In 1973, defendant-appellant Doris Ann Amos attempted to make a left-hand turn from the right lane of a one-way street and, in the process, hit the rear end of plaintiff-respondent Maurene Grooms’ car. Grooms brought an action in district court to recover damages for injuries she suffered allegedly as a result of the accident. At the close of the trial, the court granted a directed verdict for Grooms on the liability issue. The case was then submitted to the jury which returned a verdict for defendant Amos. Grooms moved for a new trial, which the court granted on the grounds that it had erred in failing to advise the jury of the directed verdict on the liability issue and that it had erred in not giving the jury a curative instruction on defense counsel’s interjection of insurance into the case. Amos has appealed from the order granting a new trial.
Citing I.R.C.P. 51(a)(1), Amos argues first that Grooms’ failure to object to not giving an instruction on the directed verdict precluded her from raising that issue on her motion for new trial. At the time of the trial, I.R.C.P. 51(a)(1) read in pertinent part: “No party may assign as error the giving or the failure to give an instruction unless he objects thereto before the jury retires to consider its verdict, stating distinctly the matter to which he objects and the grounds of his objection.” The record reveals that counsel for the parties and the court had an extended discussion about whether the court should instruct the jury that a directed verdict had been granted on the liability issue. Counsel for plaintiff stated, not once, but three times, his request that the jury be expressly told that their deliberations were limited to the amount of damages, if any.1 These repeated requests constituted a sufficient compliance with the requirement of rule.
Amos argues further that the trial court abused its discretion in granting a new trial because the jury instructions when read as a whole made it clear that there was no issue as to the appellant’s liability. While we can agree with Amos that the instructions avoid all direct mention of the issue of liability, we can not accept her contention that the jury was thereby advised not to be concerned with liability. The damages instruction given to the jury began, “If you decide for the plaintiff you must, etc.” The form of the verdict, in the event of a decision for plaintiff, read: “We, the jury in the above-entitled action find for the plaintiff and award damages in the amount of $--” The trial court apparently felt that these instructions may have created in the minds of the jurors an impression that the liability issue, upon which they had heard much evidence, was theirs to decide. We entertain the same view.
It is a firm and oft-quoted rule in Idaho that the trial judge possesses wide discretion to grant or deny a new trial, and such an order will not be reversed absent a manifest abuse of that discretion.
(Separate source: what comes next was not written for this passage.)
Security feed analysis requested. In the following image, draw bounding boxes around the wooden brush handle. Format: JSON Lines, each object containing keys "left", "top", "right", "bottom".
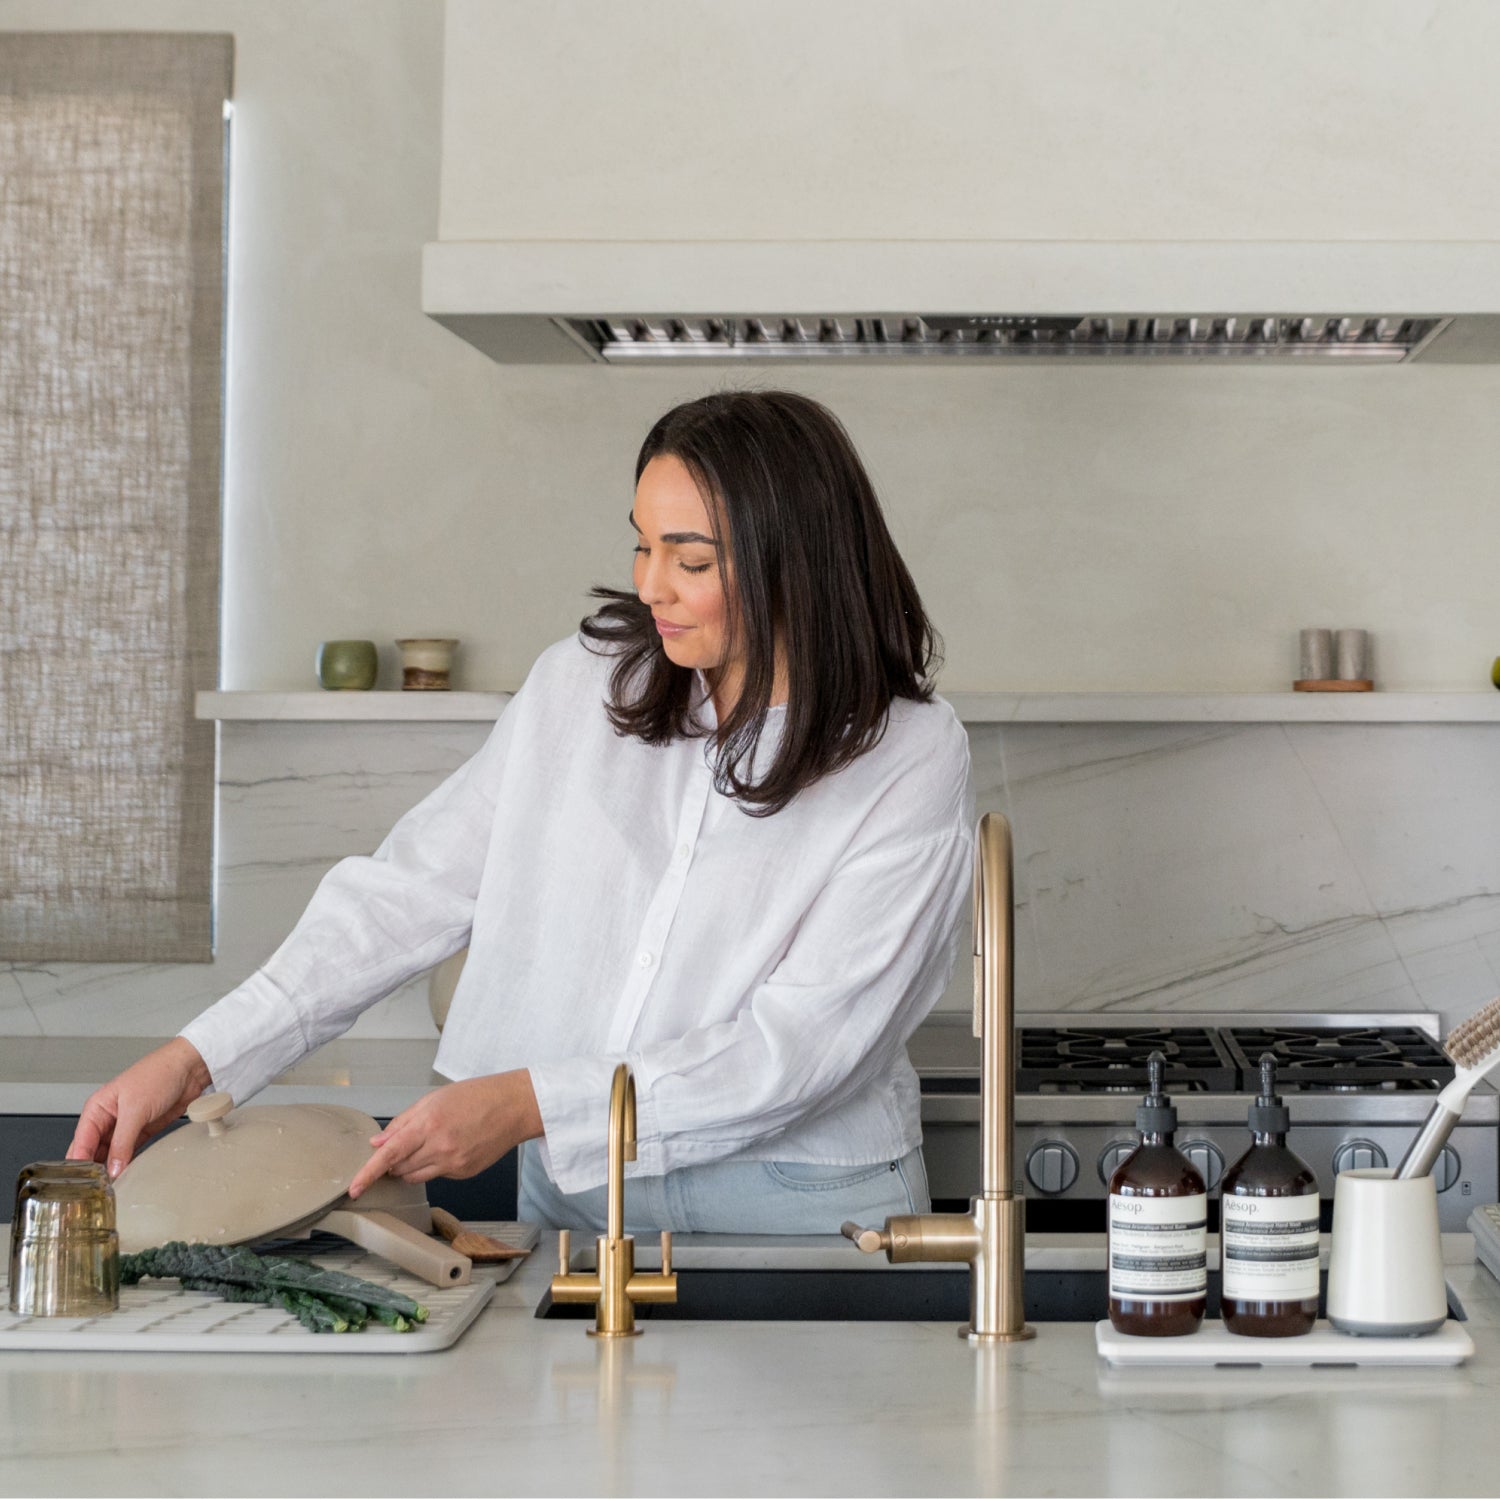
{"left": 429, "top": 1206, "right": 530, "bottom": 1261}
E. g., Seppi v. Betty, Idaho, 579 P.2d 683 (1978); Smith v. Great Basin Grain Co., 98 Idaho 266, 561 P.2d 1299 (1977); Klundt v. Carothers, 96 Idaho 782, 537 P.2d 62 (1975); Lombard v. Cory, 95 Idaho 868, 522 P.2d 581 (1974). Application of this rule to another instance involving an omission from the jury instructions is illustrated by Messmer v. Ker, 96 Idaho 75, 524 P.2d 536 (1974). In Messmer this Court upheld a grant of a new trial on *353the ground that an instruction given on negligence failed to include acts of commission as an element of negligence, saying:
Since juries depend solely upon the court for instructions as to law, these instructions must clearly and correctly present the legal theories upon which the parties have properly based their arguments. In this case the primary definition of negligence was defective. Subsequent references to negligence contained in instructions on other topics did not compensate for the initial error in definition. Even though the jurors received an admonition to consider the instructions as a whole, the trial court was within its discretion in ruling that the instruction error was substantial and prejudicial to the degree that required a new trial.
Id. at 78, 524 P.2d at 539. See also Evans v. Small, 94 Idaho 448, 489 P.2d 1404 (1971). As to the advisability of keeping the jury in the dark, see Seppi v. Betty, supra.
Holding that the failure to apprise the jury that the liability issue had been resolved by the court was a sufficient grounds for awarding a new trial, we need not consider the other argument on the insurance problem, seeing no reason to anticipate that it will arise again on the subsequent trial.
We affirm the order granting the new trial and award costs of appeal to respondent.
McFADDEN, J., sat, but did not participate.. For example, counsel in persisting with his objection after the court’s initial explanation of its ruling said: “Your Honor, please, I feel that the jurors are prone to misunderstand and become confused; and as I understand the state of the record, we have moved for a directed verdict on the issue of liability. The Court, as 1 understand it, has granted this motion and that the Defendants have admitted this proposition.
“Now, I believe that a fair presentation of this should be made to the jury so that they don’t get in there and start to argue about whose fault this accident was. And I can fully believe that they can do that and that they should be expressly directed to limit their deliberations to the amount of damages, if any.”